Honglak Lee gave an exciting talk on the benefits of semi-supervision in CNNs http://web.eecs.umich.edu/~honglak/icml2016-CNNdec.pdf. The authors demonstrated that a remarkable amount of information needed to reproduce an input image was preserved quite deep in CNNs, and further that encouraging the ability to reconstruct could significantly enhance discriminative performance on real benchmarks.

The problem with this ICML is that I think it would take literally weeks of reading/watching talks to really absorb the high quality work that was presented. I’m *very* grateful to the organizing committee http://icml.cc/2016/?page_id=39 for making it so valuable.
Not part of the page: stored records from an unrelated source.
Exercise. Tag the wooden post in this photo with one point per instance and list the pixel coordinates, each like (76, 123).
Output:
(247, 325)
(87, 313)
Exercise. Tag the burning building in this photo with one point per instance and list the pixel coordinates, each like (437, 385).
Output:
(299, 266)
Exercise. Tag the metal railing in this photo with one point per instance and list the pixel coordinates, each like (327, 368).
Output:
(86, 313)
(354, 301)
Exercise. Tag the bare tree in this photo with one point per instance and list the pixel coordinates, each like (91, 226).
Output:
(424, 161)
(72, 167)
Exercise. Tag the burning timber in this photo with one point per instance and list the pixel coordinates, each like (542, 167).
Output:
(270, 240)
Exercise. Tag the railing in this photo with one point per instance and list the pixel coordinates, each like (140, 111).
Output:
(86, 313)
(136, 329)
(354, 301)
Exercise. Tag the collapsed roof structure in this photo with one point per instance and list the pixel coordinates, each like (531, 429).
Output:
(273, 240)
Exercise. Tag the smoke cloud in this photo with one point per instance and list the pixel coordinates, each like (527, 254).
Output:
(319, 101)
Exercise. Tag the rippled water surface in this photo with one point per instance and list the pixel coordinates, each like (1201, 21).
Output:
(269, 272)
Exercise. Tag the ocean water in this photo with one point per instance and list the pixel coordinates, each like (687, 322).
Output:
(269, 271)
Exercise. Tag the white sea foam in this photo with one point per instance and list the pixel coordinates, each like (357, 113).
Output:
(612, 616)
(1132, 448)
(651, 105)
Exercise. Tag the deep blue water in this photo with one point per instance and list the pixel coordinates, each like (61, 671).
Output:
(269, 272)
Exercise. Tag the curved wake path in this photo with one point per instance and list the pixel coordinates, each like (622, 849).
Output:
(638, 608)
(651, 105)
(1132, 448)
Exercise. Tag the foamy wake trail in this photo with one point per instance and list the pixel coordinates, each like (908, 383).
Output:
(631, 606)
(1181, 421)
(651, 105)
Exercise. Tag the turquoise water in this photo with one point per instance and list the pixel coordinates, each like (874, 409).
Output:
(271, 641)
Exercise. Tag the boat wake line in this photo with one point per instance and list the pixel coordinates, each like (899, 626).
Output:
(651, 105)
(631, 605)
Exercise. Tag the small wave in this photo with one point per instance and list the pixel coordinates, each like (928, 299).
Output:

Thanks for the shout-out to my SPEN work. Since the ICML deadline, I switched to a new learning method. Namely, I use the ‘Back-Optimization’ method described in Justin Domke’s “Generic Methods for Optimization-Based Modeling.” Like implicit differentiation, this can be performed using repeated calls to a black box for a Hessian-vector product, which in turn can be approximated using finite differences. Unlike implicit differentiation, this method does not assume that the optimization problem used to form predictions was solved to near optimality. Instead, it directly back-propagates through the process of doing gradient-based prediction for a fixed number of iterations. An implementation of this technique for learning SPENs is provided here: github.com/davidBelanger/SPEN.

Hi, new to the blog! I was there at ICML, my first time and the whole exprience was amazing. Ian Osband’s talk was enlightening.